Patients with acute
myocardial infarction (AMI) with
thrombus-laden lesions constitute a revascularization challenge.
Thrombus and
atherosclerotic plaque absorb
laser energy; thus, we studied the safety and efficacy of
excimer laser in AMI. In a multicenter trial, 151 patients with AMI underwent
excimer laser angioplasty. Baseline left ventricular ejection fraction was 44 +/- 13%, and 13% of patients were in
cardiogenic shock. A saphenous vein graft was the target vessel in 21%. Quantitative coronary angiography and statistical analysis were performed by independent core laboratories.

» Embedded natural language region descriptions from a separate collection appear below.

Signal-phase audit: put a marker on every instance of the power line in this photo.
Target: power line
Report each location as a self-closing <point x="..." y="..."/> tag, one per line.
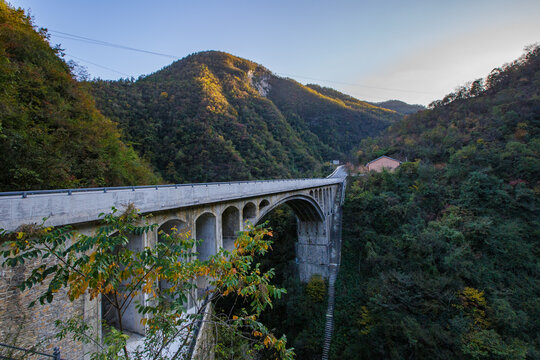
<point x="359" y="85"/>
<point x="68" y="36"/>
<point x="101" y="66"/>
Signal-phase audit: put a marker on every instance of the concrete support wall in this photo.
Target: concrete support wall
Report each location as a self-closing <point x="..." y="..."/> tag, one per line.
<point x="214" y="222"/>
<point x="312" y="252"/>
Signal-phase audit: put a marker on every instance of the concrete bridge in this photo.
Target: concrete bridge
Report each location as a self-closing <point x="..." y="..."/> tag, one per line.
<point x="212" y="212"/>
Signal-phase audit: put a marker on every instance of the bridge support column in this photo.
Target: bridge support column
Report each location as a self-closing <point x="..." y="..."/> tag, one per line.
<point x="312" y="250"/>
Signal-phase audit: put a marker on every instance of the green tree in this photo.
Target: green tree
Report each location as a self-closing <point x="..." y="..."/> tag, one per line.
<point x="102" y="266"/>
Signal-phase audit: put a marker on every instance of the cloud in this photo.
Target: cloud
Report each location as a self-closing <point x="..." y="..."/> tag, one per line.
<point x="433" y="70"/>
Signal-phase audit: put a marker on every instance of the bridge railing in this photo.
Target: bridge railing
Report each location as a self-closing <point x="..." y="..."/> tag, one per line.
<point x="24" y="194"/>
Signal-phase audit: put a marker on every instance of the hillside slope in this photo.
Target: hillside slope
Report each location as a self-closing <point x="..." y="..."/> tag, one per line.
<point x="400" y="106"/>
<point x="51" y="135"/>
<point x="441" y="257"/>
<point x="213" y="116"/>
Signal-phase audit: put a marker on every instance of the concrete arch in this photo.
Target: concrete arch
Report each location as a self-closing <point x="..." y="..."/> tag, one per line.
<point x="230" y="226"/>
<point x="168" y="226"/>
<point x="264" y="203"/>
<point x="205" y="233"/>
<point x="249" y="212"/>
<point x="305" y="208"/>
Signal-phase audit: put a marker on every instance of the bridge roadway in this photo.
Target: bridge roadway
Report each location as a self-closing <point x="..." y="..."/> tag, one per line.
<point x="72" y="206"/>
<point x="212" y="212"/>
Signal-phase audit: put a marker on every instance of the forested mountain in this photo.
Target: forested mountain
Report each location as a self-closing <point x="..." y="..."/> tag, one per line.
<point x="400" y="106"/>
<point x="441" y="259"/>
<point x="51" y="135"/>
<point x="213" y="116"/>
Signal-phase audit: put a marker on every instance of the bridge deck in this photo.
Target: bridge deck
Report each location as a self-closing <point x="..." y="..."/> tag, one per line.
<point x="71" y="206"/>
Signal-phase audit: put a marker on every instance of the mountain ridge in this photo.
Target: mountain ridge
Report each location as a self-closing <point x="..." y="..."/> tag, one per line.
<point x="266" y="126"/>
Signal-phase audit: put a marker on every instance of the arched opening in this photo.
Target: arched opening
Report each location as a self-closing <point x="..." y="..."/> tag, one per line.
<point x="205" y="232"/>
<point x="305" y="208"/>
<point x="311" y="245"/>
<point x="169" y="226"/>
<point x="249" y="212"/>
<point x="264" y="203"/>
<point x="230" y="225"/>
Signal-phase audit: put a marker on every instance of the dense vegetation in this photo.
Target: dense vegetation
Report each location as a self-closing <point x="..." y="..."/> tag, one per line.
<point x="213" y="116"/>
<point x="441" y="259"/>
<point x="299" y="315"/>
<point x="51" y="135"/>
<point x="400" y="106"/>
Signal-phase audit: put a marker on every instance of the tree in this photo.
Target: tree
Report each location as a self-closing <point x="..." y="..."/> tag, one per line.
<point x="103" y="266"/>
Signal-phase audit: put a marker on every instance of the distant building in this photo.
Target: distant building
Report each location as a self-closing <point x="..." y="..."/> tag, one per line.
<point x="383" y="162"/>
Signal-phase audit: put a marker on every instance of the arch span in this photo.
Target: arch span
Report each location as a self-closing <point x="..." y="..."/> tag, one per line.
<point x="305" y="208"/>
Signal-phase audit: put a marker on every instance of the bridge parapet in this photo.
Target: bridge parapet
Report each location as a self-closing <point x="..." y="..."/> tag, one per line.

A 95% device success, 97% angiographic success, and 91% overall procedural success rate were recorded. Maximal
laser gain was achieved in lesions with extensive
thrombus burden (p <0.03 vs small burden). Thrombolysis In
Myocardial Infarction (TIMI) trial flow increased significantly by
laser: 1.2 +/- 1.1 to 2.8 +/- 0.5 (p <0.001), reaching a final 3.0 +/- 0.2 (p <0.001 vs baseline). Minimal
luminal diameter increased by
laser from 0.5 +/- 0.5 to 1.6 +/- 0.5 mm (mean +/- SD, p <0.001), followed by 2.7 +/- 0.6 mm after stenting (p <0.001 vs baseline and vs after
laser).
Laser decreased target
stenosis from 83 +/- 17% to 52 +/- 15% (mean +/- SD, p <0.001 vs baseline), followed by 20 +/- 16% after stenting (p <0.001 vs baseline and vs after
laser). Six patients (4%) died, each presented with
cardiogenic shock. Complications included perforation (0.6%), dissection (5% major, 3% minor), acute closure (0.6%), distal embolization (2%), and
bleeding (3%). In a multivariant regression model, absence of
cardiogenic shock was a significant factor affecting procedural success. Thus, in the setting of AMI, gaining maximal
thrombus dissolution in lesions with extensive
thrombus burden, combined with a considerable increase in minimal
luminal diameter and restoration of anterograde TIMI flow, support successful debulking by
excimer laser. The presence of
thrombus does not adversely affect procedural success; however,
cardiogenic shock remains a predictor of major adverse events during hospitalization.